Un meilleur statut socioéconomique vous assure une vie plus longue. Implication pour les systèmes de retraite et de providence
Une n-ième étude le confirme : vivre dans de bonnes conditions d’éducation, d’emploi ou d’origine sociale et familiale est un marqueur important de longévité. Celle qu’on évoque aujourd’hui est faite à partir des données démographiques du Danemark. Ses résultats figurent ici sur le site Vox-EU.
Alors que le gros des études sur le sujet met en évidence le phénomène sur le critère du revenu ou de l’éducation, les auteurs y ajoutent le niveau de richesse et le niveau d’emploi. Ils fabriquent aussi un indicateur synthétique (courbe noire du graphique pour les hommes et pour les femmes).

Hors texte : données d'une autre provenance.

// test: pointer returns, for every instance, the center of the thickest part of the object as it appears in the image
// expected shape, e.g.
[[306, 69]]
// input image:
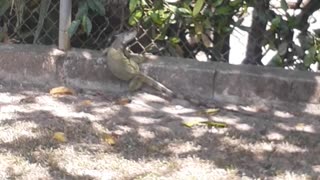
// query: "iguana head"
[[123, 39]]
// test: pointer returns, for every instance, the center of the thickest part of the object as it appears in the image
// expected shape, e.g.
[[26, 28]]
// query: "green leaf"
[[284, 5], [156, 18], [73, 27], [275, 23], [87, 25], [235, 3], [224, 10], [184, 11], [198, 28], [135, 17], [197, 7], [217, 3], [4, 5], [97, 6], [133, 5], [310, 57], [82, 10], [174, 40]]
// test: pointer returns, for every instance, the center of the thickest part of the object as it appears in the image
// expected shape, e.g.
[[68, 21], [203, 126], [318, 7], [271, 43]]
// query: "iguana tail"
[[160, 87]]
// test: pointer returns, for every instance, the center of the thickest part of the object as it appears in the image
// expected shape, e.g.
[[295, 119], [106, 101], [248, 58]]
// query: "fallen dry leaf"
[[190, 124], [28, 100], [211, 111], [110, 139], [60, 137], [86, 103], [61, 91], [123, 101]]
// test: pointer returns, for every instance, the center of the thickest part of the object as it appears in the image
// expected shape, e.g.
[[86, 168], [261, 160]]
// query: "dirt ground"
[[145, 139]]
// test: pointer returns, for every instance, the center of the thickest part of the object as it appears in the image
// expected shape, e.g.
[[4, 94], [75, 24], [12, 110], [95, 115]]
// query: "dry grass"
[[150, 142]]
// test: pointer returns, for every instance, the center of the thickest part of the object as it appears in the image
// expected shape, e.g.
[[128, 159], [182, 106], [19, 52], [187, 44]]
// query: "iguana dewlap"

On y voit une différence très forte dans la longévité selon la position socioéconomique. Pour les hommes, l’indicateur synthétique montrerait par exemple une différence de 24 ans : 89 ans d’espérance de vie à 40 ans pour les mieux lotis, contre 65 ans.
Certaines études convergent même sur l’idée que cet écart de longévité selon le statut socioéconomique tend à s’accroître, les progrès faits en matière de santé pour les seniors semblant profiter davantage aux personnes déjà mieux loties selon ce marqueur.
Une telle différence est loin d’être neutre pour les systèmes de retraite les plus courants, vus du point de vue de l’équité et de l’efficacité. Les systèmes de répartition fonctionnent en général sous la forme d’une rente à vie (ou viagère) lors du départ à la retraite, rente basée sur les derniers salaires. La valeur actuelle d’un euro de cette rente n’est évidemment pas la même selon qu’on vive 65 ans ou 89 ans, et la mutualisation risque alors de perdre de son sens. C’est le pacte social sous-jacent qui est remis en cause. Si j’appartiens au premier décile selon l’indicateur danois, c’est-à-dire si je suis promis en probabilité à vivre moins longtemps, n’aurais-je pas intérêt à une mutualisation au sein de ce premier décile et ainsi verser des cotisations beaucoup plus basses ? Les futurs centenaires, d’après ce qu’annonce l’indicateur, ne devraient-ils pas cotiser à un niveau beaucoup plus élevé ?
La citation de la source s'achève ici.